Authors: Lara Vapnyar
But what got to Lena the most was the constant counting. Counting the kids before going to breakfast, during breakfast, after breakfast, before letting them play outside, as they played outside.
What soldiers? What romantic walks? The whole universe seemed to shrink. The geography became limited to the distance from their unit to the cafeteria, from their unit to the club, from the club to the headquarters. The complex system of sensations and emotions that Lena had possessed before was reduced to just two: anxiety and exhaustion. The world of numbers shrunk to 29—the number of children in their unit. Lena could barely distinguish between them, except for those who gave them the most trouble. They were the only ones whose names she still remembered.
There was Myshka (Katya Myshkina), a mousy little girl with a creepy fondness for older men. Whenever she saw a soldier walk past, she would run after him and try to hug him or offer him candy. She and Inka had to keep an eye on her at all times. Alesha was a blond, sweet-looking suck-up who could suddenly turn into this screeching, red-faced little devil, ready to kick, hit, crush anything he could get his hands on. You couldn’t reason with him, or yell at him, but he did yield to physical strength. Sveta Kozlova, on the other hand, was only eleven but already as tall as Lena, and thicker than she was. Sveta had no qualms about hitting a counselor, which she demonstrated with Inka, or even squeezing a counselor and lifting her off the ground, which she demonstrated with Lena. Inka called her Brunhilde. The only way to control her was to appeal to the kindness of her heart. “Sveta, please, I know you can do whatever you want, but I’m going to be in so much trouble if you’re not there for the morning assembly.” Sometimes it worked, sometimes it didn’t. Still, the worst one was Sasha Simonov. Most of the time, he seemed to be pretty harmless, a scrawny, quiet kid who loved to draw. He usually sat peacefully in a corner somewhere with his notebook and crayons, until his inner demon took hold of him and he would start crying and sobbing, and eventually have a vomiting fit. Plus, he wouldn’t sleep at night. His eyes stayed wide open and Lena could see the horror in there, so much horror that it gave her goose bumps. He couldn’t be comforted—he was too afraid of “where he was going when he fell asleep.” He stayed awake long after the other kids fell asleep, with his hands buried under the folds of his blanket. When he woke up, there would be a wet spot on his bed that went all the way to the mattress.
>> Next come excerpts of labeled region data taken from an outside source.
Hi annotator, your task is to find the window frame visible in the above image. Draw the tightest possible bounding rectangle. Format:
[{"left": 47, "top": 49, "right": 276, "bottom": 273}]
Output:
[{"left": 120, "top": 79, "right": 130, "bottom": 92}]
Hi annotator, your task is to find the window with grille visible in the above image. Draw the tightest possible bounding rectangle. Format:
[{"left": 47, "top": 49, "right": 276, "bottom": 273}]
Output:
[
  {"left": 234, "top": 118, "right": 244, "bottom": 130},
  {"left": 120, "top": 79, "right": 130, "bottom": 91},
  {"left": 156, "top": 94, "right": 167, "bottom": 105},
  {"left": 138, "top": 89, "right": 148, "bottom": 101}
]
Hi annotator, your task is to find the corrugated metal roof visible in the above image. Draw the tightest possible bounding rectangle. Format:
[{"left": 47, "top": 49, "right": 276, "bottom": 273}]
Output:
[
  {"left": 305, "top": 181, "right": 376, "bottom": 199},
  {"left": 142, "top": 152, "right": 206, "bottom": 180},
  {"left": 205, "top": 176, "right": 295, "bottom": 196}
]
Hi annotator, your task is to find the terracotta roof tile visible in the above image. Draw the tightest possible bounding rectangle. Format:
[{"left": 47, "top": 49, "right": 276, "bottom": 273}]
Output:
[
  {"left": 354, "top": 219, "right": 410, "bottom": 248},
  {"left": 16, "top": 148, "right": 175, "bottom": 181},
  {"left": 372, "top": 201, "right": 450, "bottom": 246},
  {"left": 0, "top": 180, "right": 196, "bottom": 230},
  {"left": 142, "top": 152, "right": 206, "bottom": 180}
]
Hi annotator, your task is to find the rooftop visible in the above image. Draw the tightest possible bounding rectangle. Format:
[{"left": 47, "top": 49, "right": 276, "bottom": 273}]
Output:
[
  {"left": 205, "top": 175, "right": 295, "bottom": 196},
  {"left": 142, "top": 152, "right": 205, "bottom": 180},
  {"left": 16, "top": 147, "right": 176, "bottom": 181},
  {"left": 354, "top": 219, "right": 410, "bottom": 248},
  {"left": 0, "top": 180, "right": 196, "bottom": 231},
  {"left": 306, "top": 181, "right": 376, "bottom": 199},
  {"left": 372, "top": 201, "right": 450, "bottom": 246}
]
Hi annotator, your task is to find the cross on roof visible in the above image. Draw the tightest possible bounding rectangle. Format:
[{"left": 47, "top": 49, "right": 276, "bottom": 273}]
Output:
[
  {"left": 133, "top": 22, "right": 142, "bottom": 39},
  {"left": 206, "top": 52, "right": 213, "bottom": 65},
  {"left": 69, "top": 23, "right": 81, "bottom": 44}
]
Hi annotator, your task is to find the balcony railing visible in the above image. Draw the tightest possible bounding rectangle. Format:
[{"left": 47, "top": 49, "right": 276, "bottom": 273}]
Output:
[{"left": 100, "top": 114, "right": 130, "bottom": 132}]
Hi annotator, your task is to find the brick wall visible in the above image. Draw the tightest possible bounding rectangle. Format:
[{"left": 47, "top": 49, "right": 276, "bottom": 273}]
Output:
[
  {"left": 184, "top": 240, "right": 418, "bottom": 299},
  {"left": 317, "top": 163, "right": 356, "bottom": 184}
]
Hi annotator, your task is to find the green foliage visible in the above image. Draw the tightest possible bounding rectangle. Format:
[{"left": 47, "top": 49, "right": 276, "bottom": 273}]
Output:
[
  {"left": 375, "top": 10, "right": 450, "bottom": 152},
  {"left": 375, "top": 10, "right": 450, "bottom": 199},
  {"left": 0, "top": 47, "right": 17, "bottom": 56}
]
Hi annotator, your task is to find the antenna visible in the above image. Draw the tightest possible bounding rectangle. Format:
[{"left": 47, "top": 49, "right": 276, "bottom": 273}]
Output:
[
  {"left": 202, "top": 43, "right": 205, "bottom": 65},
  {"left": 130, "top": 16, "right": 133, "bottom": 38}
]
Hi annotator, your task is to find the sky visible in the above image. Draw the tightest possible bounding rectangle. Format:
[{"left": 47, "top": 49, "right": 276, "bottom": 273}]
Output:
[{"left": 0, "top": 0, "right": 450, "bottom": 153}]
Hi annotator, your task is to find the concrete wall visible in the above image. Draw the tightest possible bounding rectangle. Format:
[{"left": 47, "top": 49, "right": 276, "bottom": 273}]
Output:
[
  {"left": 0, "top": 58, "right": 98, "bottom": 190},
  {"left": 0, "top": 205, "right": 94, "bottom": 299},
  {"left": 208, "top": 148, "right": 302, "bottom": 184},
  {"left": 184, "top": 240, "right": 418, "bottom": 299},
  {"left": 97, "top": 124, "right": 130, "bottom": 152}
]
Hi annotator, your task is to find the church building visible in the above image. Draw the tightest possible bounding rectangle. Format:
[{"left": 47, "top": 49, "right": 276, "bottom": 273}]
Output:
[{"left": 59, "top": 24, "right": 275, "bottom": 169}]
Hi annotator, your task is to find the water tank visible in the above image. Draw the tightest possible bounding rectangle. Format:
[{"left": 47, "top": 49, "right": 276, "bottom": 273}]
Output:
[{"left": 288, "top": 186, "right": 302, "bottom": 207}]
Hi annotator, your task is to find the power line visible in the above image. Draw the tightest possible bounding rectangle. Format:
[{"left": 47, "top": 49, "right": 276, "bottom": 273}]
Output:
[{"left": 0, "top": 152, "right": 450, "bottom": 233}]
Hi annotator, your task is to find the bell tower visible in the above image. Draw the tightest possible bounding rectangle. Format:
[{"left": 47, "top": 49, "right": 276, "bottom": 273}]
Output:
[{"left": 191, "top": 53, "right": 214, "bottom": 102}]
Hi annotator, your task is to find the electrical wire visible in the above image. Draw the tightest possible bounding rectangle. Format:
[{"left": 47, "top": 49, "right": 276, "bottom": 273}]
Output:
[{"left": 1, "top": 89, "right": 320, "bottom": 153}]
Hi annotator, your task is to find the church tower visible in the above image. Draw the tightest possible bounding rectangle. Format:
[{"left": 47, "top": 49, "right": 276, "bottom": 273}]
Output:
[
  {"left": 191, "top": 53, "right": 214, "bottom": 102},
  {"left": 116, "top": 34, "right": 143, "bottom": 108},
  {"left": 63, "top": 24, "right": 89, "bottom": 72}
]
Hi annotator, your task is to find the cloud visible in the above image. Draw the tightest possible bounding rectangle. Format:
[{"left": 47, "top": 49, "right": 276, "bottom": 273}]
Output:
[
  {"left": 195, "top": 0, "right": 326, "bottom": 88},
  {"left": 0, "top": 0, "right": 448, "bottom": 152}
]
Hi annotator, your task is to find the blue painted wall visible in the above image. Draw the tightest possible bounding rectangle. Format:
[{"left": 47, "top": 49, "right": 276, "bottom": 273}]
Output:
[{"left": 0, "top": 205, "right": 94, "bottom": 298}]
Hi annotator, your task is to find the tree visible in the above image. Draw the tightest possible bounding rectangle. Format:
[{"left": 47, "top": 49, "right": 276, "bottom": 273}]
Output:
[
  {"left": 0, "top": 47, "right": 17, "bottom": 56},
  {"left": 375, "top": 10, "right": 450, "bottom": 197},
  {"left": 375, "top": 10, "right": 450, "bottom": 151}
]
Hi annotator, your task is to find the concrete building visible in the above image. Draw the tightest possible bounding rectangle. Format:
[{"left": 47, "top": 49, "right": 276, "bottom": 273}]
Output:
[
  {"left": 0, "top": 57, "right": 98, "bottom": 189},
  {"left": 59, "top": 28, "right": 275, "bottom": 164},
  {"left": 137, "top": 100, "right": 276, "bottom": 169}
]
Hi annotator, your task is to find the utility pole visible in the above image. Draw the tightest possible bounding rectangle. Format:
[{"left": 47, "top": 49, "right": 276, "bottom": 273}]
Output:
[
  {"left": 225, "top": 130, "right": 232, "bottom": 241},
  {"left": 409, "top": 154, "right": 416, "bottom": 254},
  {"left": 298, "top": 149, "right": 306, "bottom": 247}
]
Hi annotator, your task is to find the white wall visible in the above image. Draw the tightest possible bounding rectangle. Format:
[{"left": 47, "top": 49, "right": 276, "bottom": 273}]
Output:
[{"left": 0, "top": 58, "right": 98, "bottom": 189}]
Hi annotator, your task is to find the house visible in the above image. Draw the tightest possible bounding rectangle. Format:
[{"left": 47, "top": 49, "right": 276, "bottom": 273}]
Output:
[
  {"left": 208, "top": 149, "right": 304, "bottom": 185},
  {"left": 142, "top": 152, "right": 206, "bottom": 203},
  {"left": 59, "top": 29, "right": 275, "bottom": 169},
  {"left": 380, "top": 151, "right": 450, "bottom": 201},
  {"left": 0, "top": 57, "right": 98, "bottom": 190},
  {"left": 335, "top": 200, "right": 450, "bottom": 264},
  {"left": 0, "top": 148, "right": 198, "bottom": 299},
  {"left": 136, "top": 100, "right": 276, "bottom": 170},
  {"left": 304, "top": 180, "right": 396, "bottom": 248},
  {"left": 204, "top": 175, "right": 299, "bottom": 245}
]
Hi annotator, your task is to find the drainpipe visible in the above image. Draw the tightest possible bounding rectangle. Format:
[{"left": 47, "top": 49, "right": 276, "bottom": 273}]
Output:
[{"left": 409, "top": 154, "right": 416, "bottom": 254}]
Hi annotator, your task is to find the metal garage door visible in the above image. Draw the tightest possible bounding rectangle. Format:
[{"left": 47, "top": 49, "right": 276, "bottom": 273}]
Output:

“Just imagine how happy his mother was to get rid of him,” Inka said every time they had to turn his mattress over.
Back then, Lena was sure she would never be a mother. That she was unfit to be a mother. Even now, she had her doubts. She loved her children, there was no doubt about that, but they couldn’t make her happy. And if she were a truly good, devoted mother, shouldn’t the children be enough to make her happy, or at least contented?
She sighed and turned to the bleak hotel wall, hoping for a sound, solid sleep, so solid there would be no place for guilt and disappointment to creep in.
F
OUR
T
he next morning Lena overslept. There were two conference panels that she needed to attend. She dressed, packed her things so she could leave for the station right after the events, and rushed downstairs to get to the campus. There was no time for a proper breakfast, so she grabbed a bagel and nibbled on it as she sat through the first panel. The discussion was on the Kinsey Reports. Lena expected it to be interesting but found it hard to concentrate. The bagel tasted like old chewing gum. The sandwich that she had during lunch break didn’t taste much better. Lena dreaded seeing Ben in the cafeteria, imagining how awkward their conversation would be after he had waved her away at the bar the night before, but when she saw that Ben wasn’t there, she felt something like disappointment.
By the time she got to the station, it had started to rain.
On the platform, people were shaking their umbrellas, shuffling their luggage, craning their necks to see if the train was coming.
Lena closed her umbrella and sat down on one of the benches.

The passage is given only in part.